Pur non essendo ancora noto lo scopo per il quale la società amministrata da Satya Nadella stia lavorando a un modello interno (e qualcosa in questo senso si potrebbe scoprire alla conferenza degli sviluppatori Build di fine maggio), secondo l’agenzia stampa britannica la certezza è che il nuovo modello saràmolto più grandedei precedenti open source a cui Microsoft aveva dato vita e quindi costerà di più, per esempio, del più piccolo Phi-3-mini lanciato ad aprile con l’obiettivo di attirare una base di clienti più ampia con opzioni convenienti.

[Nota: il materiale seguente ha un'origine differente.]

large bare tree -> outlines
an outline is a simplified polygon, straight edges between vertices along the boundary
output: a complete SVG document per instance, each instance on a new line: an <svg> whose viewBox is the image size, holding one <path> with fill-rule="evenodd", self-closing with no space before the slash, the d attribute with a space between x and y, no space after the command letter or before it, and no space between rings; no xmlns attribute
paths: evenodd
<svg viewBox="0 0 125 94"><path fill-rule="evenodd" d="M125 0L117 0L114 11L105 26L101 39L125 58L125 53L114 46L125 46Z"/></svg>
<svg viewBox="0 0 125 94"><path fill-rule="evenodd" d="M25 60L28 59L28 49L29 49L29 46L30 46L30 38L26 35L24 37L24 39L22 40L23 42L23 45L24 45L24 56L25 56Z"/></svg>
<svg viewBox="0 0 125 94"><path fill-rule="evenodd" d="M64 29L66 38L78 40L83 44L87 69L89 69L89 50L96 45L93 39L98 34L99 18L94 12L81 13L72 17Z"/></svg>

Nella nuova tecnologia, il colosso di Redmond ha già investito finora miliardi di dollari. L’apporto dato a OpenAI ha per esempio permesso a quest’ultima di implementare il proprio prodotto di punta ChatGPT e di fargli assumere un ruolo di primo piano nel panorama globale del settore che riguarda la tecnologia del momento.

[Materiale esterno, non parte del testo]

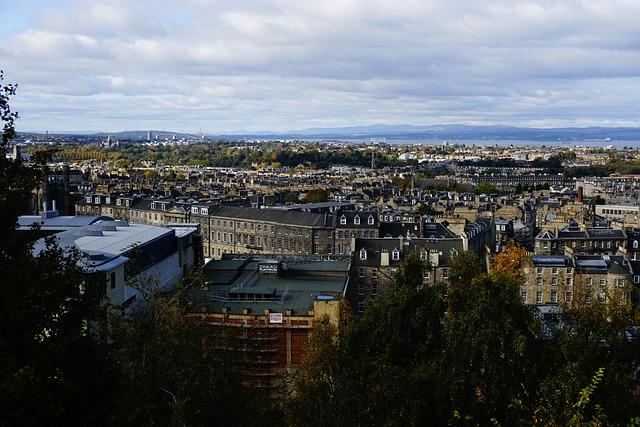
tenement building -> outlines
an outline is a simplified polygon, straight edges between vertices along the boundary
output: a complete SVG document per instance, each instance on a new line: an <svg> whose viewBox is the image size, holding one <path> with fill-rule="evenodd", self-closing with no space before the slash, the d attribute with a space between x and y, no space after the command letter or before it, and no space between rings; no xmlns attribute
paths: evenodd
<svg viewBox="0 0 640 427"><path fill-rule="evenodd" d="M328 213L218 206L209 214L205 256L332 254L334 230Z"/></svg>
<svg viewBox="0 0 640 427"><path fill-rule="evenodd" d="M625 247L623 230L607 227L581 227L570 223L562 229L543 230L536 236L536 255L615 255Z"/></svg>
<svg viewBox="0 0 640 427"><path fill-rule="evenodd" d="M449 219L424 224L426 237L355 238L352 242L351 286L347 298L352 308L362 313L367 298L376 297L393 281L393 274L411 253L420 254L429 268L424 284L446 282L451 259L463 251L485 258L495 245L493 220L481 218L476 223Z"/></svg>
<svg viewBox="0 0 640 427"><path fill-rule="evenodd" d="M214 334L222 327L231 332L218 350L241 363L242 382L278 394L317 322L337 324L349 260L224 254L204 273L206 289L190 294L188 317L204 319Z"/></svg>

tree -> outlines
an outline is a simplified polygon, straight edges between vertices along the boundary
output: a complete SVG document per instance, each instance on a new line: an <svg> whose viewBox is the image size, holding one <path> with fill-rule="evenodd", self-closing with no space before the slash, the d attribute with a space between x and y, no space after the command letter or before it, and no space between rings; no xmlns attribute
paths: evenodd
<svg viewBox="0 0 640 427"><path fill-rule="evenodd" d="M337 335L326 323L314 331L295 381L292 425L428 419L428 361L439 349L445 306L443 286L422 285L427 267L418 254L408 256L362 318L343 321Z"/></svg>
<svg viewBox="0 0 640 427"><path fill-rule="evenodd" d="M498 252L491 262L490 271L493 274L513 274L524 279L524 268L531 262L526 249L510 240L502 252Z"/></svg>
<svg viewBox="0 0 640 427"><path fill-rule="evenodd" d="M15 136L16 113L2 85L1 148ZM53 238L34 251L17 217L42 178L37 167L0 156L0 419L7 425L99 424L118 377L95 330L103 319L104 282L79 267L80 254Z"/></svg>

Per quanto riguarda i dettagli tecnici, Microsoft avrebbe dedicato al progetto Mai-1 un ampio cluster di server equipaggiato con le unità di elaborazione grafica di Nvidia, oltre a una grande quantità di dati utili a migliorare il modello. Quest’ultimo avrà circa 500 miliardi di parametri. Un numero decisamente inferiore al miliardo di miliardi di parametri di Gpt-4 di OpenAI, ma superiore ai 3,8 miliardi di parametri di Phi-3-mini. Oltre a Suleyman, scelto a marzo scorso, al progetto dovrebbero lavorare diversi ex dipendenti di Inflection AI. Ciononostante, il modello di Microsoft non sarà ripreso dal chatbot Pi o da altri realizzati dalla startup.